なお、ピエロタイプのように、子どもの頃から心に抑圧し続けている「寂しさ、悲しさ、孤独、怖さ、不安、怒り、イライラ、緊張」などの「ネガティブ感情」を「幼少期トラウマ」と言い、さまざまな出来事がきっかけで「幼少期トラウマ」がよみがえる症状を「フラッシュバック」と言います。

最もよくある症状がフラッシュバックです。トラウマとなった体験とつながりがある感情や行動、連想させるような事柄が引き金となり、突然、当時と同じような恐怖や感情がよみがえってくるものです。なかには、夢の中でも再体験が繰り返され、その経験に強い恐怖を感じます。

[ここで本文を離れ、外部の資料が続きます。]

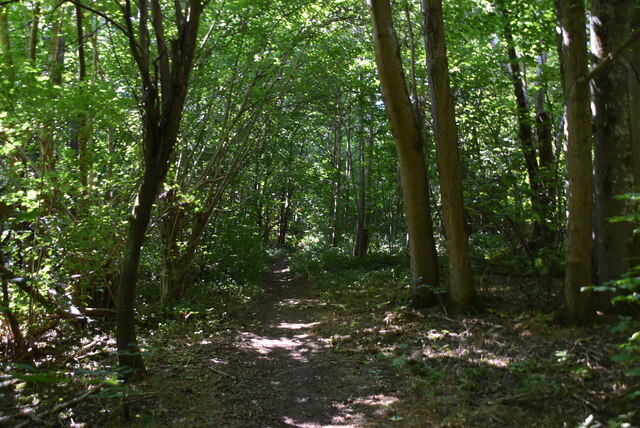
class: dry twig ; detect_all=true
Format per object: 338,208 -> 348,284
14,381 -> 108,428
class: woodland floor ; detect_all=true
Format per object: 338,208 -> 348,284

引用元:早期治療で防ぐ!PTSDや外傷後ストレス障害の慢性化

このように、「両親の言い争いが多い殺伐とした雰囲気の家庭」や「両親の関係が冷め切った重苦しい雰囲気の家庭」で育ったピエロタイプは、子どもの頃に「幼少期トラウマ」を負い、大人になっても「幼少期トラウマの影響」を受け続けていると考えられており、その影響で大人になってからも、人間関係において「周囲のネガティブな雰囲気を極端に恐れる(フラッシュバックを起こしやすい)」と考えられています。

以上のことから、「ネガティブな雰囲気を極端に恐れる」という点は、「アダルトチルドレン:ピエロ(おどけ役)の心理的な特徴」のひとつと言えます。

 

②「ネガティブな雰囲気」を笑顔で和ませる

ピエロタイプは、「機能不全家族」の中で「ネガティブな雰囲気」に常に気を配りながら過ごしていくうちに、「ネガティブな雰囲気」を察する能力が研ぎ澄まされていき、次第に「ネガティブな雰囲気」を先回りして感じ取ることができるようになると考えられています。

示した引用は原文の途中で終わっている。